Hill praised both Woldeyes and Aurélien-Wilson for the impressive trajectory of their small businesses. His organization addresses food system inequities in Multnomah County and the Pacific Northwest in general, and aims to support similar success stories for local communities of color.
“With the Multnomah Food Policy Council, there was a plan that was to be delivered to the community to build a more resilient food system,” Hill told The Skanner. The council, however, was dissolved in 2012. “So BFSC is a collaborative, cooperative response to unresolved or unaddressed issues as they relate to race and economics in the food system.”
Hill pointed out that with the passage of House Bill 2579 this year, Farm to School grant funding increased from $4.5 million to $15 million—which could mean more opportunity at every level of the food system.
“Larger organizations like Washington State University, Oregon State University, Oregon Tilth receive funding and participatory investments to elevate their programs for women in agriculture,” Hill said. “In the Pacific Northwest, that means White women, majority. And I say that to prove a point: With those investments, there’s been a 33.8% increase in the last 10 years in the ownership of small farm-related or agriculture-based businesses and agricultural land by White women. And in the Latinx and Hispanic communities in the Pacific Northwest, there has been a 23 to 27% increase in farm ownership. So those programs work. Targeted, culturally specific programs where people see themselves reflected in the instructors, work.
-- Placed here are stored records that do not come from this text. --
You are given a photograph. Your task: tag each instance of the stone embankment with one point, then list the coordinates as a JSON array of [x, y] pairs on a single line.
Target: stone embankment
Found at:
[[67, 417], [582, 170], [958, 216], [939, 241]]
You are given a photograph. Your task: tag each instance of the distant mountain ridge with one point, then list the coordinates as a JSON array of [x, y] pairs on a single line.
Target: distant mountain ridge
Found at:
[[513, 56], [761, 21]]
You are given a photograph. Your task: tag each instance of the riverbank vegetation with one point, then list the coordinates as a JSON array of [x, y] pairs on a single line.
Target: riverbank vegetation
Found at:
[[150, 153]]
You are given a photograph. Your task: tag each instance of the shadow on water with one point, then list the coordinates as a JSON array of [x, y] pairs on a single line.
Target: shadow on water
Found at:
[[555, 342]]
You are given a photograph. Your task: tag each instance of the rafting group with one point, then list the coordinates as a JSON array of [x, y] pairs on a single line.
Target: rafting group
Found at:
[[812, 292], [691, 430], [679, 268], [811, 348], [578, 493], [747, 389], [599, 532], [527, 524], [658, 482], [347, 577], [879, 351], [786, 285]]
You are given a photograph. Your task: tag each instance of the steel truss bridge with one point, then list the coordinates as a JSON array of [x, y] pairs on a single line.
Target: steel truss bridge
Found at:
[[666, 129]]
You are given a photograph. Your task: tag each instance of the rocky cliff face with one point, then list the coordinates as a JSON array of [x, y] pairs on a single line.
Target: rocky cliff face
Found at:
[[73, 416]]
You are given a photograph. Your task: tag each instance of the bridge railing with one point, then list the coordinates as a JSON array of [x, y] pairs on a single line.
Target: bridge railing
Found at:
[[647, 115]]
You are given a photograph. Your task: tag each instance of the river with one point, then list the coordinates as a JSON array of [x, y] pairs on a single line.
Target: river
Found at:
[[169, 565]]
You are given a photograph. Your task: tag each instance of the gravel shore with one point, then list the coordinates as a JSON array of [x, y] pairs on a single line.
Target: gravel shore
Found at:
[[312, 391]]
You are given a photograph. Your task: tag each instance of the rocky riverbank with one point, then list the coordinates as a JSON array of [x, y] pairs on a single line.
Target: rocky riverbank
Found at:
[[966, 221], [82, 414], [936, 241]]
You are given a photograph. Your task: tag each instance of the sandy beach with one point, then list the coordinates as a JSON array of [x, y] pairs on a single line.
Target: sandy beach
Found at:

So we’re saying, okay, let’s go ahead and do that for the communities that still have not had specialized programs, and are showing negative numbers or decreased numbers in agriculture: Black women, veterans of color, folks transitioning out of non-violent felonies or misdemeanors that are drug-related, like marijuana.”
And as with Woldeyes and Aurélien-Wilson, he sees the opportunity extending to food producers in the city, as well.
“At every point, whether you’re a beginner or you have a master’s degree, there’s something you can learn,” Hill said. “We’re asking people to both activate and be paid for the skill they have that’s relevant, if necessary, to move this forward. And also, come learn something.”